The multi-phased project began with work to fully understand these needs. The design team interviewed and observed ATM users at BBVA and other bank branches in Spain, Mexico, and the United States. The team also examined analog self-service experiences, such as those at gas pumps, supermarket checkouts, and train-ticket kiosks.
Using insights they gained through this research, IDEO and BBVA outlined a strategy of innovations around the self-service channel and the business case for building a custom-designed ATM that offered all of the most common banking transactions in a simple, flexible, and intuitive manner. The team also revamped the bank’s internal communication strategy and collaborated on user feedback programs during the pilot stages. Throughout the development process, IDEO and BBVA worked closely with manufacturing partners NCR and Fujitsu to ensure that the original design intent was maintained throughout the engineering, build, and implementation of the new ATM.
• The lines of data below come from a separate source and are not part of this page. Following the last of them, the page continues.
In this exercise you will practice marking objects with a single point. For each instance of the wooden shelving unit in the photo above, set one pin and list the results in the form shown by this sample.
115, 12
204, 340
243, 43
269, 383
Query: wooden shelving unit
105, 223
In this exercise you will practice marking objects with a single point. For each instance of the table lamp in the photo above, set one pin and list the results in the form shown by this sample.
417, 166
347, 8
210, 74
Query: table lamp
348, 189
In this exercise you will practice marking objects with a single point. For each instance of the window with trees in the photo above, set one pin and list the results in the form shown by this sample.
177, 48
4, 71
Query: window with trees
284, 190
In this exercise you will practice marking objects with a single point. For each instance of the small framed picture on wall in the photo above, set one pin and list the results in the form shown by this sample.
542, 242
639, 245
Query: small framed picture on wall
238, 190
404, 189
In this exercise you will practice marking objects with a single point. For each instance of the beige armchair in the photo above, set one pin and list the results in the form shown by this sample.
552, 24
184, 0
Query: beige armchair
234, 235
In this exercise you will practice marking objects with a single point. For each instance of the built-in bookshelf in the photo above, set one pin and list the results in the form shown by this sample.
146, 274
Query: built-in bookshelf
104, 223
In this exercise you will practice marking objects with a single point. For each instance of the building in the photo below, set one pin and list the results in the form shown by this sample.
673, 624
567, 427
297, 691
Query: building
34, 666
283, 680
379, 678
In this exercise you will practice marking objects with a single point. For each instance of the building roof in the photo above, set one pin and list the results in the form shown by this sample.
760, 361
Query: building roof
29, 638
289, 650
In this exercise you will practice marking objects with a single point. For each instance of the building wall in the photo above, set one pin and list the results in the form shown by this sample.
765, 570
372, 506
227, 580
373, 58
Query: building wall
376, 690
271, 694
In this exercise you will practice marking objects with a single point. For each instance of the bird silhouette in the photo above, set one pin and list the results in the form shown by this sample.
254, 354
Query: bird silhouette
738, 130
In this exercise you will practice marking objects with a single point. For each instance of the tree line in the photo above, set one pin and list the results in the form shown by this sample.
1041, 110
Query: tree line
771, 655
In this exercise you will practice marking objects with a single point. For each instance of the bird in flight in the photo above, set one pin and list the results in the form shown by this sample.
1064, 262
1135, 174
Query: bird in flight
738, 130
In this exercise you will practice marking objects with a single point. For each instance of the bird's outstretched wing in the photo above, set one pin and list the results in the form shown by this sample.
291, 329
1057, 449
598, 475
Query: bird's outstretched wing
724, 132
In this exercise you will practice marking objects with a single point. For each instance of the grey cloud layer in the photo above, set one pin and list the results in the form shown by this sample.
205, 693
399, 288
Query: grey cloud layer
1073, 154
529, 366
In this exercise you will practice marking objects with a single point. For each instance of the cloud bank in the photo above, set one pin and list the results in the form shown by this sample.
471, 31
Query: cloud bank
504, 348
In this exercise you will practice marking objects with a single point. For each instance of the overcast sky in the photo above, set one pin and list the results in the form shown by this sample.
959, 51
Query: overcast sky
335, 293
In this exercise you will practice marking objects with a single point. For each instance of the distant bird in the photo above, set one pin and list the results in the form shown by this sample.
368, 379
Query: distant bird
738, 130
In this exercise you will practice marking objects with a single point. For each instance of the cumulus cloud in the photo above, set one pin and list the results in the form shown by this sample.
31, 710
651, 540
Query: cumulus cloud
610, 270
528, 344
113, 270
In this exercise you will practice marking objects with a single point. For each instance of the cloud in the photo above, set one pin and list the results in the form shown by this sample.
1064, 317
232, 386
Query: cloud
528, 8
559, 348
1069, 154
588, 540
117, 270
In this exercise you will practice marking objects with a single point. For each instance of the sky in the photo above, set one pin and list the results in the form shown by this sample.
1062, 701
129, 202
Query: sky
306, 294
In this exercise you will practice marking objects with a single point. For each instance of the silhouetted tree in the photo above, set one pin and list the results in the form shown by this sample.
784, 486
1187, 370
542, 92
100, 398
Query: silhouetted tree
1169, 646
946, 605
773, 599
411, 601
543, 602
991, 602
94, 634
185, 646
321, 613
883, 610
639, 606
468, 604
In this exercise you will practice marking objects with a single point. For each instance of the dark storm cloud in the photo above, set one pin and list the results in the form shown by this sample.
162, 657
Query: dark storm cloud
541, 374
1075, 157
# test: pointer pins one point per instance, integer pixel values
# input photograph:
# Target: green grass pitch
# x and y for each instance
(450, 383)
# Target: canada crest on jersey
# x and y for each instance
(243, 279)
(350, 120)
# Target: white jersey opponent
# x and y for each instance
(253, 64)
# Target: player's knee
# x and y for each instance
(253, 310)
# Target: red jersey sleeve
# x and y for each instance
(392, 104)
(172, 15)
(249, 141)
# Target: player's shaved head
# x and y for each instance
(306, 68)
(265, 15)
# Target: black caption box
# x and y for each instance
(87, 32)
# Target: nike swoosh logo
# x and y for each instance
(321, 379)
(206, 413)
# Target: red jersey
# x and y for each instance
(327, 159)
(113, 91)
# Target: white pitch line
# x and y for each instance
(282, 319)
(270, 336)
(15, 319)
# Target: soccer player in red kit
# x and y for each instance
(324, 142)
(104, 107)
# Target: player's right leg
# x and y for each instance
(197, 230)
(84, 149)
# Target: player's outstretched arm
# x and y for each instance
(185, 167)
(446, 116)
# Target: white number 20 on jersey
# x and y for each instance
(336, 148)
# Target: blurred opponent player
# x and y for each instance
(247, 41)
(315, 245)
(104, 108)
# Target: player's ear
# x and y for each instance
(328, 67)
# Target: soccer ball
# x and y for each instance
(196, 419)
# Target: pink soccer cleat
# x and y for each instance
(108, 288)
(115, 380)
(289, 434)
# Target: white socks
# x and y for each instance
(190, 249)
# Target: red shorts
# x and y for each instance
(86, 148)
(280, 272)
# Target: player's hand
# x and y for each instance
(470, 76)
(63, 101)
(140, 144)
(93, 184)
The new machines improve privacy, ease of use, and simplicity. The customer stands at 90 degrees to anyone else who may be waiting, shielded by a frosted panel. All operations, including PIN entry, are completed on a 19-inch touch screen that displays only information relevant to the transaction at hand. All cash, statements and receipts are handled in and out through a single slot.
Five pilot ATM units were installed at BBVA branches in Madrid by early 2010 and BBVA plans to roll out the ATMs in different countries over the next few years.
IDEO and BBVA group have teamed up to redefine the ATM self-service banking. BBVA has shifted their organizational goals to customer service and priorities. BBVA has designed an innovative ATM machine that one can get all the benefits of interacting with a real life bank teller. This could possibly be a "game-changer" in the banking service. The redesigned ATM is a 19” touch-screen that customers can have complete access to all banking needs. I would imagine that IDEO used the same process that they used in the grocery cart video we watched in class to design this innovative ATM. IDEO more than likely went out in the field (like many researchers suggest enhances creativity) to ask customers what they liked and dislike from their banking services' ATM machines. This is where they I am sure they added the frosted glass screen to help ensure customer privacy. This innovative ATM machine has revolutionized we look at self-service banking and I look forward to seeing what other banking corporations do to stay ahead of the game as BBVA has done.